La gala de Eurovisión retrata muy bien un momento de TVE, el momento del caos. Hubo un caos organizativo y un caos creativo. Lo de la gala de Eurovisión es muy complicado porque son muchos factores. Me consta que fue un caos porque conozco a gente que estuvo allí, pero fue un caso en los días previos ya. Una gala de estas características no se puede improvisar y no tener una dirección definida. En televisión es muy importante la figura del director para coordinar y generar ilusión en los equipos. TVE tiene una marca poderosísima que no está sabiendo aprovechar. Fíjate que es muy gracioso que Eurovisión está subiendo de audiencia en todos los países menos en España, que baja. ¿Por qué? Porque en España se ha ganado una fama que no tiene por esas galas previas que se han improvisado. Lo que hay que conseguir es aprovechar la marca.
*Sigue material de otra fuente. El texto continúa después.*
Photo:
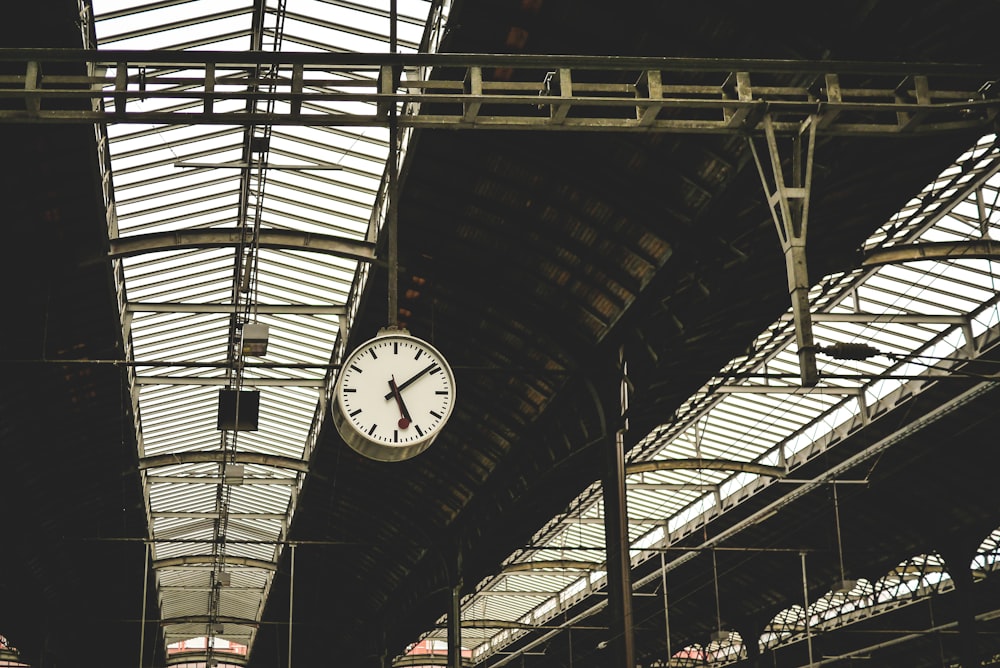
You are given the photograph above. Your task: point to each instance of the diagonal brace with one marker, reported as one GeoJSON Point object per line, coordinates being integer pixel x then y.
{"type": "Point", "coordinates": [789, 205]}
Y eso se hace preparando un formato de largo recorrido, no improvisando una galita en 3 días, porque la televisión requiere ensayo, dedicación e ideas.

 

Cuando la estaba viendo, me fui a repasar tu Twitter.

 

Es una pena porque TVE había sido la gran factoría de programas musicales y lo debe seguir siendo, tiene a los mejores realizadores, pero entiendo que no se quieran prestar a este tipo de programas si están vendidos. Esperemos que se aprenda algo de esto. Porque ya no es solo lo del final, y pues ganó quien ganó y ya está. Pero lo que fue realmente bochornoso fue que se emitió un programa que no estaba en condiciones para emitirse en el prime time de una televisión pública. Parecía de televisión local de un país subdesarrollado.

 

Una serie.

 

Te voy a decir una serie que me gusta mucho y está muy bien reverla, que es Las chicas de hoy en día, que la he nombrado antes, de TVE, que emitía La 2. Retrató muy bien un tiempo que me hizo soñar mucho y que reflejaba una España que estaba creciendo ya en la resaca de los 80, principios de los 90, en ese momento que yo empezaba a ser consciente de que me gustaba la televisión. Daba una realidad de dos actrices intentando cumplir su sueño. Es una serie que la veo y me emociona.

 

Un libro.

 

Aquí me has pillado porque tengo muchísimos libros de cabecera, pero te voy a decir un cómic que se llama Aventura en TVE. Es de finales de los 70, algo que es muy emocional para mí porque yo ni había nacido. Explica cómo se hacía la televisión a la gente que en ese momento la desconocía completamente. Eso se ha perdido, esa capacidad de divulgar a los chavales. Aún se puede encontrar en bibliotecas.

 

Una canción.

 

Soy mucho de canciones, y de canciones que van poniendo la banda sonora constantemente a mi vida. Te voy a decir una de Love of Lesbian, En busca del mago, porque define muy bien lo que es la vida. La vida, que hoy estamos aquí y… es una canción que me emociona.